Adams and Oliver initially described this syndrome in a family with eight affected members in 1945. AOS is characterized by areas of missing skin (ACC) and malformations of the limbs. Over 125 cases have been reported in the literature, with varying severity. The syndrome can present with scalp defects, limb malformations, heart defects, and neurological issues. Genetic mutations are implicated in AOS, which may be detectable prenatally via ultrasound.

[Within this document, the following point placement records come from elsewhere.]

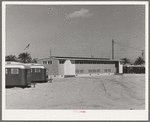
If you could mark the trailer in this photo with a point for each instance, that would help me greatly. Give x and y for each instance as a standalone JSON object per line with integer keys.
{"x": 38, "y": 73}
{"x": 17, "y": 75}
{"x": 134, "y": 69}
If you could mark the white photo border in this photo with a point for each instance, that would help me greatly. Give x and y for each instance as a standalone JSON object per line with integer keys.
{"x": 70, "y": 114}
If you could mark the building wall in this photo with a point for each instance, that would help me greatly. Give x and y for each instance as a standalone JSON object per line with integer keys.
{"x": 69, "y": 68}
{"x": 104, "y": 68}
{"x": 61, "y": 69}
{"x": 52, "y": 68}
{"x": 120, "y": 68}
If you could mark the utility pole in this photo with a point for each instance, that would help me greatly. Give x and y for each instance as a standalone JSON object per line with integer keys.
{"x": 113, "y": 49}
{"x": 50, "y": 53}
{"x": 142, "y": 52}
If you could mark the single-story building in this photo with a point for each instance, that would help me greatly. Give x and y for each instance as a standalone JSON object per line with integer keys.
{"x": 76, "y": 66}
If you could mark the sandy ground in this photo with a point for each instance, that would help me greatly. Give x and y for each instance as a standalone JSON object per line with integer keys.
{"x": 116, "y": 92}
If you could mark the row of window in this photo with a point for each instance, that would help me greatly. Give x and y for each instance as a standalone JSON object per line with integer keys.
{"x": 16, "y": 71}
{"x": 47, "y": 62}
{"x": 81, "y": 62}
{"x": 94, "y": 62}
{"x": 93, "y": 70}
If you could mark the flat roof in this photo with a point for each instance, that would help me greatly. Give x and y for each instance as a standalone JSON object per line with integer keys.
{"x": 21, "y": 66}
{"x": 79, "y": 58}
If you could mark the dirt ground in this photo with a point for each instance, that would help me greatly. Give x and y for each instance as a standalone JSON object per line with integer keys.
{"x": 116, "y": 92}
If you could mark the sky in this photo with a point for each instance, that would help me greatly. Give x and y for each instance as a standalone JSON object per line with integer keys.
{"x": 76, "y": 30}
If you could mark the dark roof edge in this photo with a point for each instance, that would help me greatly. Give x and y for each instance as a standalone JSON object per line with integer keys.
{"x": 79, "y": 58}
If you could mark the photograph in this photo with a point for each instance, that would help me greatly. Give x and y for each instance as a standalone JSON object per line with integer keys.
{"x": 75, "y": 60}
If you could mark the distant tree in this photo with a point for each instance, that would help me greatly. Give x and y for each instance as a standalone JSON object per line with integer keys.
{"x": 125, "y": 60}
{"x": 11, "y": 58}
{"x": 139, "y": 61}
{"x": 25, "y": 58}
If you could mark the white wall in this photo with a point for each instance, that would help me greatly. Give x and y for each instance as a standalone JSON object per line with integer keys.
{"x": 120, "y": 68}
{"x": 69, "y": 69}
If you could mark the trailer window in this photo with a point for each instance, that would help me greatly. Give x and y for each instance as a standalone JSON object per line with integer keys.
{"x": 37, "y": 70}
{"x": 77, "y": 71}
{"x": 109, "y": 70}
{"x": 44, "y": 62}
{"x": 81, "y": 71}
{"x": 29, "y": 71}
{"x": 14, "y": 71}
{"x": 98, "y": 70}
{"x": 94, "y": 70}
{"x": 49, "y": 62}
{"x": 6, "y": 71}
{"x": 61, "y": 61}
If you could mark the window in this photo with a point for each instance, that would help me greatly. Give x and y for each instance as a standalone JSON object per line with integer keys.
{"x": 94, "y": 70}
{"x": 90, "y": 70}
{"x": 37, "y": 70}
{"x": 29, "y": 71}
{"x": 81, "y": 71}
{"x": 14, "y": 71}
{"x": 61, "y": 61}
{"x": 49, "y": 62}
{"x": 105, "y": 70}
{"x": 109, "y": 70}
{"x": 98, "y": 70}
{"x": 44, "y": 62}
{"x": 77, "y": 71}
{"x": 6, "y": 71}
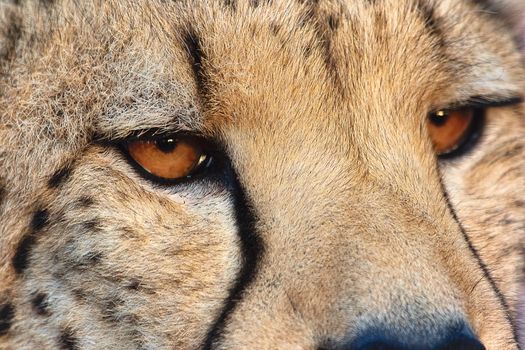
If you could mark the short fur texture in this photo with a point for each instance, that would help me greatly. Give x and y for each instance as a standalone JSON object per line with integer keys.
{"x": 331, "y": 215}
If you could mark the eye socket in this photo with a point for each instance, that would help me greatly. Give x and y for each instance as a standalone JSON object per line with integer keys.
{"x": 451, "y": 131}
{"x": 169, "y": 158}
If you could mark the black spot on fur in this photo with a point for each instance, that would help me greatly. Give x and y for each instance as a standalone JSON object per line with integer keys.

Prognosis varies based on the severity of symptoms. Some cases may have excellent outcomes with surgical intervention, while others, as in our patient, may be lethal.

Conclusion:

This case underscores the importance of early recognition and comprehensive management of Adams Oliver Syndrome. Awareness among clinicians is crucial for improving outcomes in affected neonates.

References:

  1. Madhu R, Chandran V, Anandan V, et al. “Adams Oliver Syndrome: Case Report and Literature Review.” Indian Pediatrics. 2021;58(2):153-161.
  2. Iftikhar N, et al. “Adams-Oliver Syndrome: A Review of the Literature.” Journal of the College of Physicians and Surgeons Pakistan. 2014;24(S2).
  3. Jones KL, Jones MC, Campo MD. “Adams-Oliver Syndrome.” In: Smith’s Recognizable Patterns of Human Malformation. 7th ed. Philadelphia: Elsevier Saunders; 2013:416-417.
  4. Seo JK, et al. “A Case of Adams Oliver Syndrome.” Ann Dermatol. 2010;22(1):96-98.